3. L’Organisation mondiale de la santé (OMS) souligne que la réduction des émissions de GES liées à la production d’énergie doit s’accompagner aussi d’une réduction des émissions de particules fines. Les particules fines sont rejetées lors de la combustion de combustibles fossiles et de biomasse, elles se déplacent en dehors des frontières du pays producteur sur des milliers de kilomètres et forment dans l’air une pollution distribuée de façon à peu près uniforme. Les particules fines pénètrent directement dans les poumons et provoquent des allergies, des maladies cardio-vasculaires et respiratoires, et des cancers. L’OMS estime que les émissions de particules fines sont responsables de plus de 100 000 décès en Europe chaque année.
4. L’Assemblée, rappelant sa Recommandation 1390 (1998) sur l’émission de particules fines et la santé humaine, recommande au Comité des Ministres d’inviter les États membres du Conseil de l’Europe à mettre en œuvre le Protocole de Kyoto et à réduire la pollution de l’air par les particules fines en prenant les mesures suivantes:
4.1 mettre en œuvre tous les moyens possibles permettant d’économiser l’énergie, qu’il s’agisse du développement du potentiel technologique et scientifique, de la mise en place de taxes sur certaines sources d’énergie, ou encore des différentes actions visant à changer les pratiques des différents consommateurs;
4.2 améliorer le rendement énergétique des centrales actuelles et construire les nouvelles centrales en utilisant les technologies les plus modernes;
4.3 développer, lorsque que c’est le charbon qui est utilisé comme source d’énergie, le recours aux technologies propres du charbon dans les installations de combustion, en vue d’améliorer le rendement énergétique et de réduire les émissions de particules fines;
4.4 encourager, si possible, lorsque des combustibles fossiles sont utilisés, l’utilisation du gaz naturel à la place d’autres combustibles fossiles.
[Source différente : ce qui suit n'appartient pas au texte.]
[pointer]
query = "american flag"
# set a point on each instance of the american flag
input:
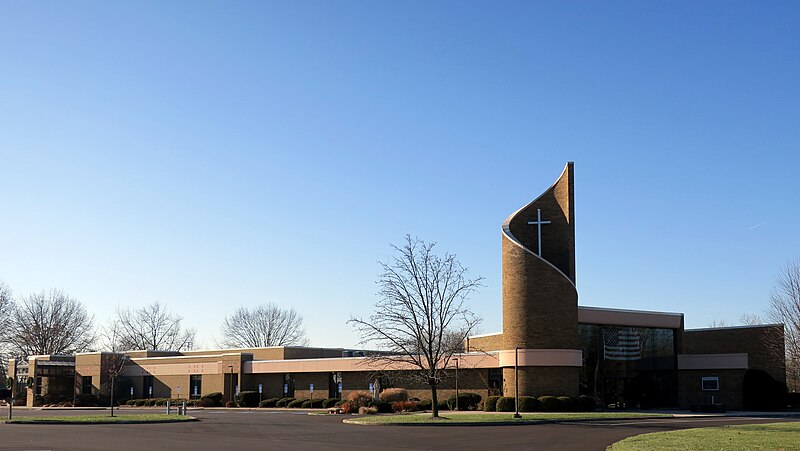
(622, 344)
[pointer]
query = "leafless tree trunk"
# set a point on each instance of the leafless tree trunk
(6, 308)
(421, 319)
(50, 323)
(262, 326)
(113, 367)
(149, 328)
(785, 308)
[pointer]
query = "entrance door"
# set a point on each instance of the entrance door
(231, 380)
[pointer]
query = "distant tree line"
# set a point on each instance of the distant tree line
(52, 322)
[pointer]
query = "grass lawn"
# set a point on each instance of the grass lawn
(472, 418)
(100, 419)
(773, 436)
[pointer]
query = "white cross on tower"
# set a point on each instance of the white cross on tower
(539, 223)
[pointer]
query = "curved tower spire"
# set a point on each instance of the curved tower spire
(540, 301)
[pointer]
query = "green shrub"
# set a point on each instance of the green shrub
(566, 404)
(528, 404)
(391, 395)
(360, 398)
(348, 407)
(404, 406)
(424, 404)
(384, 407)
(490, 404)
(330, 402)
(505, 404)
(312, 403)
(466, 401)
(585, 403)
(549, 403)
(86, 401)
(248, 399)
(215, 397)
(269, 402)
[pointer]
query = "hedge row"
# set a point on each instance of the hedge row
(541, 404)
(158, 402)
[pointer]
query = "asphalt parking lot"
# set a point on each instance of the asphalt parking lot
(296, 430)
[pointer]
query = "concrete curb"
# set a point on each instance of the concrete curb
(521, 422)
(55, 423)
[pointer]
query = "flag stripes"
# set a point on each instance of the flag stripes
(622, 344)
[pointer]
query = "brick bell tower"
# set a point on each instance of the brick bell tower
(540, 301)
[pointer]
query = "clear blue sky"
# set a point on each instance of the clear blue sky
(214, 155)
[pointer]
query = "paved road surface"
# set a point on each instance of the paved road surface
(236, 429)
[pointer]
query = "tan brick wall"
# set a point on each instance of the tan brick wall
(302, 383)
(763, 345)
(486, 344)
(730, 388)
(272, 384)
(542, 381)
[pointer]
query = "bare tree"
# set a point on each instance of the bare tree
(148, 328)
(50, 323)
(421, 318)
(262, 326)
(6, 307)
(113, 367)
(785, 308)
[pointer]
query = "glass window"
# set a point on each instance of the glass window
(632, 367)
(86, 385)
(195, 386)
(709, 383)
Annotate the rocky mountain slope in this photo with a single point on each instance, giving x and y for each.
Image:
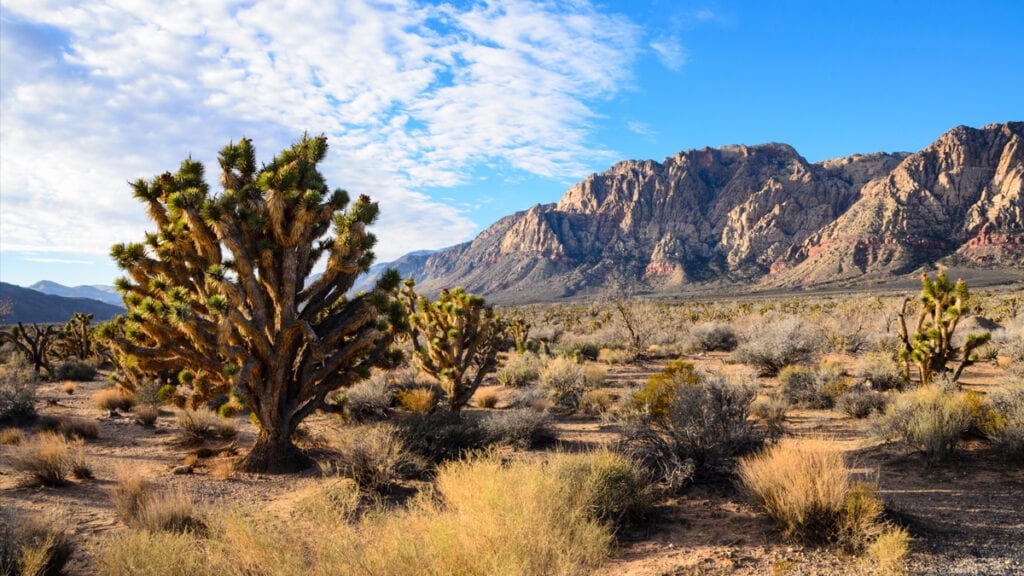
(759, 214)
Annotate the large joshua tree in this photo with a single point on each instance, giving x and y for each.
(222, 291)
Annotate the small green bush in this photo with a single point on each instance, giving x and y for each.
(777, 342)
(930, 418)
(521, 427)
(814, 387)
(860, 402)
(17, 391)
(76, 370)
(713, 336)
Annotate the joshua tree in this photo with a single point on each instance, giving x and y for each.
(931, 346)
(453, 336)
(35, 342)
(222, 291)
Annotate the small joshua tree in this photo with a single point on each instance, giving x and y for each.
(36, 342)
(456, 339)
(76, 337)
(222, 292)
(931, 346)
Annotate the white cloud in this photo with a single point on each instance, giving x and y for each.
(411, 95)
(641, 128)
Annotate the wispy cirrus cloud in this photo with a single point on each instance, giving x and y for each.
(411, 95)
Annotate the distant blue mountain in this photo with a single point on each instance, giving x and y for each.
(102, 293)
(26, 304)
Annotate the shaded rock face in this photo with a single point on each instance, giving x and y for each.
(759, 213)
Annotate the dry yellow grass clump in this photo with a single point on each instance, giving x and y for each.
(530, 517)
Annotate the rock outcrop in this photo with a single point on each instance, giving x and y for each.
(759, 214)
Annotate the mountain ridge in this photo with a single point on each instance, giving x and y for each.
(761, 216)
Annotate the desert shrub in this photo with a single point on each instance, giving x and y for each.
(79, 427)
(657, 396)
(930, 418)
(777, 342)
(805, 488)
(565, 382)
(197, 426)
(48, 459)
(610, 487)
(771, 413)
(714, 336)
(519, 370)
(707, 423)
(228, 410)
(487, 400)
(76, 370)
(35, 545)
(614, 356)
(420, 401)
(889, 550)
(520, 427)
(440, 437)
(1006, 427)
(534, 398)
(17, 391)
(114, 400)
(140, 505)
(10, 437)
(329, 500)
(595, 402)
(370, 400)
(814, 387)
(485, 517)
(146, 414)
(860, 402)
(375, 456)
(882, 370)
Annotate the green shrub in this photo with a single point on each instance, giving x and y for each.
(805, 487)
(519, 370)
(375, 456)
(565, 383)
(35, 545)
(706, 424)
(76, 370)
(860, 402)
(17, 391)
(930, 418)
(440, 437)
(712, 336)
(882, 370)
(48, 459)
(1006, 427)
(520, 427)
(197, 426)
(814, 387)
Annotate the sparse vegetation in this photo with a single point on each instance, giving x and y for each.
(17, 391)
(49, 459)
(198, 426)
(776, 343)
(930, 418)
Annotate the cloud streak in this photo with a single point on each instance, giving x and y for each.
(411, 95)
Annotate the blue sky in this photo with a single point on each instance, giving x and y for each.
(453, 115)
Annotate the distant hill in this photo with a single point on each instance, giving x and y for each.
(102, 293)
(33, 305)
(757, 217)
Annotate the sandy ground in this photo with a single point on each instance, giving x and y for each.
(967, 516)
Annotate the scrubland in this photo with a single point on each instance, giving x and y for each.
(743, 437)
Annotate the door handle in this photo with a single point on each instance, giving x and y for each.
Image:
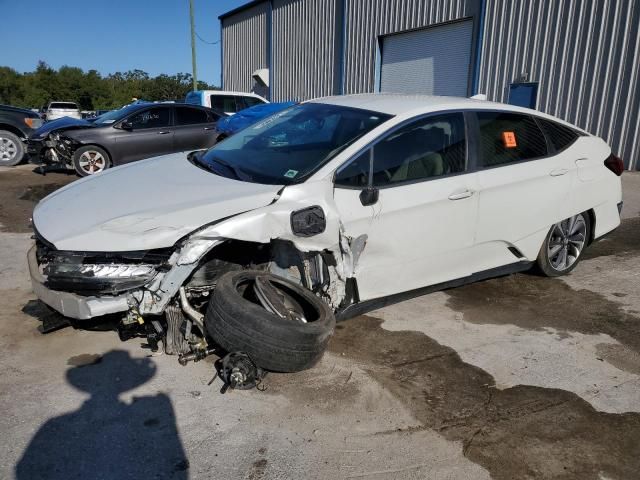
(461, 195)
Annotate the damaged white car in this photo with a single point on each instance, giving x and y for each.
(329, 208)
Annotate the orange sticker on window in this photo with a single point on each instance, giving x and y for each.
(509, 140)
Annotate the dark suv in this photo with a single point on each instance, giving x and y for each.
(16, 124)
(121, 136)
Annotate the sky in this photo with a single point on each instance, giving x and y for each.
(112, 35)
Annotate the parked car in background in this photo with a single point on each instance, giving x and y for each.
(55, 110)
(121, 136)
(228, 102)
(16, 124)
(234, 123)
(359, 200)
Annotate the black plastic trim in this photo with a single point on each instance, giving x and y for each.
(361, 308)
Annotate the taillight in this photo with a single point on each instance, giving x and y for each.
(615, 164)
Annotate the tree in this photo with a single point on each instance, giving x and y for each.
(90, 90)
Les centrales au gaz naturel rejettent deux fois moins de dioxyde de carbone que les centrales au charbon et trois fois moins de particules fines;
4.5 développer la cogénération de chaleur et d’électricité, ce qui permet presque de doubler le rendement énergétique;
4.6 réexaminer l’utilisation de l’énergie nucléaire en comparant les risques liés à ce type d’énergie à ceux d’autres sources énergétiques
4.7 veiller à ce que les politiques des transports, tout en contribuant au développement équilibré de l’espace européen, s’inscrivent dans la logique des finalités du Protocole de Kyoto et, par conséquent, donnent une priorité au transfert de la route au rail et au transport intermodal
4.8 développer l’utilisation de voitures munies d’un convertisseur catalytique à trois voies pour réduire les émissions de particules fines;
4.9 encourager les travaux de recherche et développement consacrés à des technologies permettant de remplacer le moteur traditionnel à combustion dans le secteur des transports;
4.10 réexaminer, en vue de leur réduction ou de leur suppression, les subventions aux carburants fossiles qui contribuent à maintenir un niveau élevé de production de GES; et mettre en place des instruments économiques adéquats qui permettent de promouvoir la production et l’utilisation des sources d’énergie renouvelable, et d’en améliorer la compétitivité.